On May 1, 4:13 am, CChouse wrote:
On Apr 30, 8:41 pm, dpb wrote:



On Apr 30, 2:00 pm, CChouse wrote:


I have an old house I will soon be dismantling and rebuilding. Prior
to reinstalling the floorboards and most of the other wood I will
reuse, I'd like to have the boards steam cleaned and fumigated to kill
any bugs that may be in the wood and remove old (probably lead based)
paint. Can anyone suggest a company that specializes in this. The
house is located in the Massachusetts Cape Cod area.

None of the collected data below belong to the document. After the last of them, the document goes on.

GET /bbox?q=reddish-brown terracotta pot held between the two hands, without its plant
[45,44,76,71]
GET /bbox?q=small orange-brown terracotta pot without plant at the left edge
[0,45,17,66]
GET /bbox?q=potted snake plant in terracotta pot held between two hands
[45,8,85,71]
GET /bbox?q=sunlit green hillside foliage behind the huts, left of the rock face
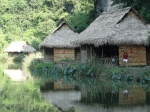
[0,0,93,51]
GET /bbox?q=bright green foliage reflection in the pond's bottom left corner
[0,81,57,112]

Thanks in advance for your suggestions.


Unless there's active sign of infestation, you're wasting your time
and money and it won't do any good about paint removal anyway. What
is the wood (species and type of material/dimensions, etc.)? How much
of it is there? How old is "old"? Is it of architectural or other
significance or "just a house"? Knowing some more might make for
other ideas of proceeding.


I've not done an entire house at a time, but have done multiple houses
(as in 25+ altogether) restorations in pre- and shortly post- (Civil)
war era houses in VA. Good quality finish lumber and trim was hand
stripped and sanded. Structural timbers and framing lumber were
either just used as is w/ minimal effort or, on occasion, as someone
else noted, cleaned up and run through planer to true it to consistent
dimensions.


DPB... thanks for the reply. Some answers to your questions:
The part of the house being "rebuilt" is circa 1750. I don't know the
species
of wood but the dimensions are 23 inches wide by 26 feet long
(floorboards).
The wood has signs of powderpost beetles so I'd like to rid the wood
of any living bugs....


But are you seeing any signs of current activity? Unless so, it's
more than likely old damage and not active.

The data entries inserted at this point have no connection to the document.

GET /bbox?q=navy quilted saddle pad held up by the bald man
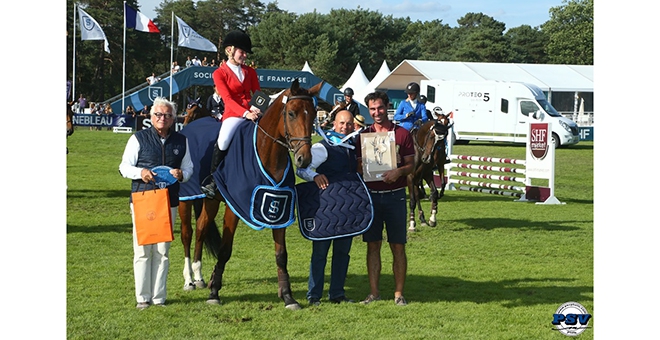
[296,173,374,241]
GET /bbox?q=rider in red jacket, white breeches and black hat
[202,30,262,199]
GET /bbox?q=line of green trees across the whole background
[67,0,594,107]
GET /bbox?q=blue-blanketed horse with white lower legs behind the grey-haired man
[178,98,220,291]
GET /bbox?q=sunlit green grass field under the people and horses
[66,127,594,339]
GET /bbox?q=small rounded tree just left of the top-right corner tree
[504,25,548,64]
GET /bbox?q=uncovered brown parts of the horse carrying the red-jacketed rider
[197,79,323,310]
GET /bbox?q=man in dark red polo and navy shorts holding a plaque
[356,91,415,306]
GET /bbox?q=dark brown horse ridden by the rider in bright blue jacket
[407,114,452,231]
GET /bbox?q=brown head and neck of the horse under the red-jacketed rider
[259,79,323,168]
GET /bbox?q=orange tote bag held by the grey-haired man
[131,188,174,246]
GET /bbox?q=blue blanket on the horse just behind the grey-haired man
[179,117,222,201]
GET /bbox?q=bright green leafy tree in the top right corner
[541,0,594,65]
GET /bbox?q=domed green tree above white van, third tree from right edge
[454,13,509,62]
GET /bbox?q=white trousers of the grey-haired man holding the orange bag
[131,203,177,304]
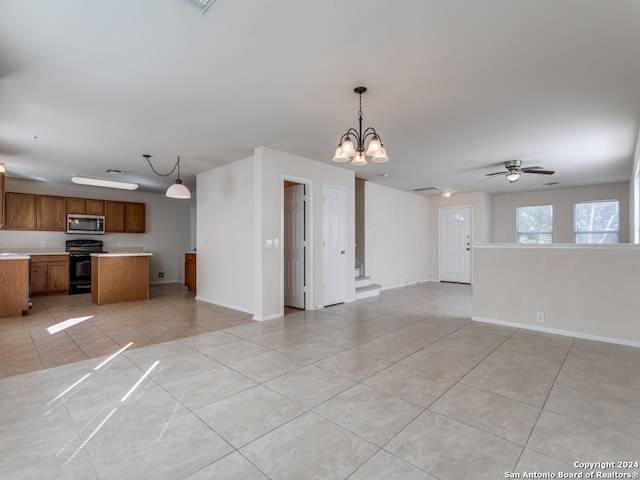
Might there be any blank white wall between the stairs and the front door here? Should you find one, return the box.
[363,182,430,289]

But, one other thought -- you might investigate the subject of "diy
kiln-drying". There's a significant amount of information available
that you could potentially build a small kiln of your own and do the
heat treatment although steaming gets to be a little complicated on
your own. AFAIK, it only takes something otoo 120F for 30-min or so
to kill virtually any of the types of beetle that could include the
powderpost or similar which leave such small exit holes as to be
misidentified as them. Steam itself isn't really mandatory, and as
noted, won't help w/ the paint removal problem, either.

I haven't done a search there, but I'd recommend looking at the US
Forestry Service web site and doing some searching there -- they're
the font of all wood-related knowledge.